Diamnya Keuskupan: Antara Pembiaran dan Kekerasan
Baru
Yang paling mengganggu
nurani publik bukan hanya tuduhan terhadap oknum pastor, melainkan sikap
Keuskupan Atambua yang memilih diam selama bertahun-tahun. Diam di hadapan
penderitaan bukanlah sikap netral. Diam adalah posisi. Dan dalam kasus ini,
diam berarti membiarkan ketidakadilan berlangsung.
Ketika laporan,
keluhan, dan jeritan korban tidak direspons; ketika otoritas gerejawi tidak
memberikan pernyataan apa pun; ketika institusi memilih menutup diri alih-alih
membuka ruang klarifikasi dan keadilan, maka Gereja secara tidak langsung
sedang berkata: reputasi lebih penting daripada korban.
Dalam etika Kristiani,
sikap ini bertentangan secara frontal dengan Injil. Yesus tidak pernah diam di
hadapan ketidakadilan. Ia justru berdiri di sisi mereka yang diinjak, disingkirkan,
dan dipermalukan. Maka pertanyaannya menjadi sangat mendasar dan menggugat: di
pihak siapakah Gereja berdiri hari ini?
Anak yang Dilahirkan: Bukti Hidup yang Diabaikan
Anak yang lahir dari
relasi ini bukan sekadar fakta biologis, melainkan subjek moral dan hukum.
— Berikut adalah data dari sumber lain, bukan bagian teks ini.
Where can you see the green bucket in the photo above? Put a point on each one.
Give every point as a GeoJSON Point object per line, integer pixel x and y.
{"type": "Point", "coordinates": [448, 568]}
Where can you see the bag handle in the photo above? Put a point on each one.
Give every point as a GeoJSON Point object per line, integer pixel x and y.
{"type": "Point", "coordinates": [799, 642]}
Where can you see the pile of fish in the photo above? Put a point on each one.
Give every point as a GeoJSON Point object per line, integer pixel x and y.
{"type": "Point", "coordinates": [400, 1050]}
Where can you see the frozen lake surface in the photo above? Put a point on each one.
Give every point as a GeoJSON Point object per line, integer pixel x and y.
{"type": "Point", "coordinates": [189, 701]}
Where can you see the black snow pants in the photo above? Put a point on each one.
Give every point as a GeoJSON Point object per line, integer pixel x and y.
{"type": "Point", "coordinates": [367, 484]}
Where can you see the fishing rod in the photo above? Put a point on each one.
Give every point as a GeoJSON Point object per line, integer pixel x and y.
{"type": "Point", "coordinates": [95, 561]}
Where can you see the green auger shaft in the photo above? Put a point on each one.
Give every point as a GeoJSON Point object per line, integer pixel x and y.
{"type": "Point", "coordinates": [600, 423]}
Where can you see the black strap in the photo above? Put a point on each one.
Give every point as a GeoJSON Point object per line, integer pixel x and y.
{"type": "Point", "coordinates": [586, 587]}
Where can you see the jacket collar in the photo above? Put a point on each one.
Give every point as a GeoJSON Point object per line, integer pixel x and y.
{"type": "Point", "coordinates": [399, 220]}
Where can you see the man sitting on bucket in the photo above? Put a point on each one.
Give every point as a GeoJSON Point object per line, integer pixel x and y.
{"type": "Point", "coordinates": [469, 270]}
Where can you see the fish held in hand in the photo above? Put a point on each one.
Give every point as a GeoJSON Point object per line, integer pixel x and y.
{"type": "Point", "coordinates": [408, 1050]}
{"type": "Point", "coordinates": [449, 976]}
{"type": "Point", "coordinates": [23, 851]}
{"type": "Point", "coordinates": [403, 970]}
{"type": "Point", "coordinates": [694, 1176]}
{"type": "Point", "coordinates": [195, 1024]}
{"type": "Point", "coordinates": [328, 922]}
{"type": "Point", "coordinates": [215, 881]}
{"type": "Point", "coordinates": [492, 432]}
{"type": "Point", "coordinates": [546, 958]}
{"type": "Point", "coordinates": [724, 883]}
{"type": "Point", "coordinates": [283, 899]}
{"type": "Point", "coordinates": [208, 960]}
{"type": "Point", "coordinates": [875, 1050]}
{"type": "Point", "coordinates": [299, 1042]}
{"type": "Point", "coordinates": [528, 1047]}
Pemberian nama oleh Romo Marly Knaofmone—yang mengandung inisial dirinya—adalah
pengakuan simbolik yang ironis. Sebab pengakuan sejati bukanlah soal nama,
melainkan tanggung jawab konkret: nafkah, kehadiran, perlindungan, dan
pengakuan hukum.
Menelantarkan anak
sambil tetap berkhotbah tentang kasih, keluarga, dan moralitas adalah bentuk kemunafikan
religius yang paling menyakitkan. Anak itu tumbuh bukan hanya tanpa ayah,
tetapi juga di bawah bayang-bayang stigma, trauma, dan ketidakadilan yang
diwariskan oleh kebisuan orang-orang dewasa yang seharusnya melindunginya.
Pola Kekerasan: Dari Kasus Tunggal ke Budaya Diam
Kesaksian korban-korban
lain yang mengaku pernah digoda atau dilecehkan menunjukkan bahwa ini bukan
insiden tunggal. Ini adalah pola perilaku yang seharusnya sejak awal memicu
alarm serius di dalam institusi. Ketika pola itu dibiarkan, maka yang terjadi
adalah normalisasi kebejatan.
Lebih berbahaya lagi,
muncul kesan bahwa pelaporan ke otoritas gerejawi dianggap sia-sia. Ketika
umat, terutama perempuan, kehilangan kepercayaan pada mekanisme internal
Gereja, maka Gereja sedang mengalami krisis legitimasi moral. Institusi yang
tidak dipercaya oleh korban telah kehilangan salah satu fungsi dasarnya:
melindungi yang lemah.
Antara Iman dan Institusi
Kritik ini penting
ditegaskan: iman tidak identik dengan institusi. Mengkritik keuskupan bukan
berarti menyerang iman Katolik. Justru sebaliknya, kritik ini lahir dari
kecintaan pada nilai-nilai Injil: kebenaran, keadilan, pertobatan, dan
keberpihakan pada korban.
Gereja tidak runtuh
karena dibongkar, tetapi karena membusuk dari dalam. Dan pembusukan itu dimulai
ketika dosa dilindungi, korban dibungkam, dan kebenaran dikorbankan demi citra.
Seruan Moral
Kasus ini menuntut
lebih dari sekadar klarifikasi. Ia menuntut:
1.
Keberanian institusi untuk membuka penyelidikan yang
transparan
2.
Keberpihakan nyata kepada korban dan anak
3.
Pertanggungjawaban moral, kanonik, dan sipil
4.
Pemutusan budaya diam dan impunitas
Sebab selama keheningan
terus dipelihara, luka akan terus berdarah, dan iman umat akan terus terkikis.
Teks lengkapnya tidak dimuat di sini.